Wednesday, 7 June 2017

QUICK REVIEW: A Cure For Wellness





Gore Verbinski's A Cure for Wellness is one of those films that I admire for its craftsmanship and ambition but can't really quite recommend, a visually perfect but narratively tired horror/thriller.

Dane DeHaan is Lockhart, a brash, young financial workaholic sent to a remote Swiss health spa to find a fellow exec who never came back from a two-week vacation. When Lockhart first arrives at the immaculate mountain-top “resort”, he seems mildly annoyed by the parade of white-clothed seniors playing croquet and badminton and amused by the idea that the aquifer below the spa has the power to heal all manner of modern conditions.

When his attempts to convince his cohort to leave fall on deaf ears, our arrogant hero incurs the wrath of Volmer (Jason Isaacs), the spa's administrator. A freak accident results in a broken leg, forcing Lockhart onto crutches. It's not long before he has suspicions that something quite wrong is going on, something to do with tainted water, disturbingly passive patients, a two-century feud between the spa and the locals, and... eels?

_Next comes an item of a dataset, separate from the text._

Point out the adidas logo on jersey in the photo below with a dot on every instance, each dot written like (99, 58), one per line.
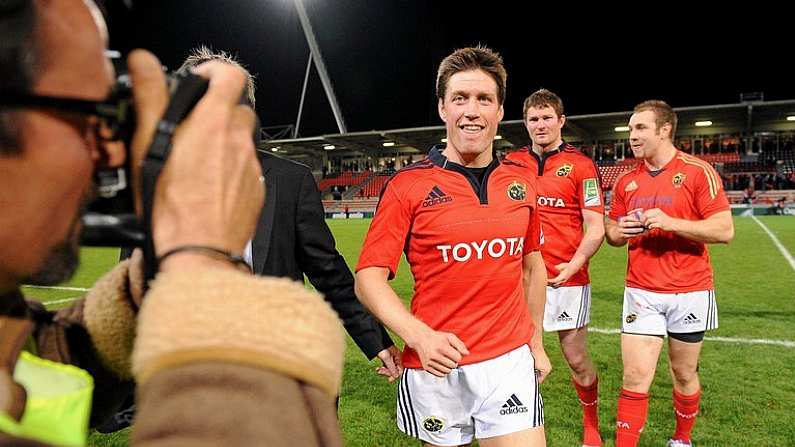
(496, 248)
(513, 406)
(692, 319)
(436, 197)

A Cure for Wellness, if nothing else, is just beautiful. Verbinski has always been a talented creator of mise en scene in a wide variety of contexts: Pirates of the Caribbean, The Ring, even The Lone Ranger all did a fantastic job of immersing you into their respective worlds. The “wellness centre” of A Cure for Wellness is a triumph of production design that feels like a revamped Overlook Hotel out of The Shining, all its colours calming, its edges soft.

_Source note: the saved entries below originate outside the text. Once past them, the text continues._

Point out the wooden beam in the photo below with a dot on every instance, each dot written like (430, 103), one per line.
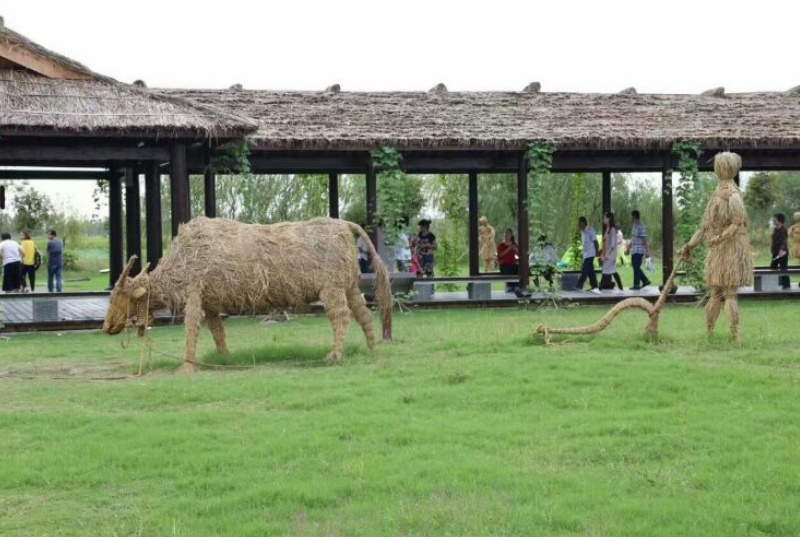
(210, 191)
(372, 204)
(667, 220)
(54, 174)
(474, 243)
(116, 261)
(333, 195)
(523, 234)
(606, 192)
(37, 63)
(133, 219)
(179, 186)
(152, 201)
(88, 153)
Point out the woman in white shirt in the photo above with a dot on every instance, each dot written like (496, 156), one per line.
(11, 253)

And there are scenes that astound, such as an increasingly claustrophobic sequence of getting lost in a series of sauna chambers, all identical yellow bricks in perfect patterns, or a truly horrific scene involving a dentist's drill, and a front tooth (yeah, people who have issues watching teeth “stuff” close your eyes, it's an image I won't ever be forgetting no matter how much I visit r/eyebleach).

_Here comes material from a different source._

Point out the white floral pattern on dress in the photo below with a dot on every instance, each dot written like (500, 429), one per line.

But overall, the whole affair feels... tired? I had a tough time caring for Lockhart, who's a jerk at the start of the film and pretty much stays that way through to the end. It doesn't help that DeHaan has made a career out of playing twisted psychotics (see: Chronicle for a great example), making his face hard to sympathize with.

Worse, the entire mystery at the heart of the film is unnecessarily convoluted and not particularly well exposed over the course of the two-plus hours of its running time. Worst, isn't surprising in terms of pure mystery or theme. Horror is scary not just because of what's on the screen, but because of what it connects to in the viewer's real world, and A Cure for Wellness doesn't really evoke much in the way of psychological or social fears.


This is, of course, a Verbinskian concern. He is very much a product of the Jerry Bruckheimer system, a visual experimentalist who's nearly an auteur in the way he deals with colour and texture, but very much someone you'd accurately say makes films that are more “style than substance”. Only this time his sensual experience isn't matched by the script, and the result is a genre trifle that I don't think will appeal to many.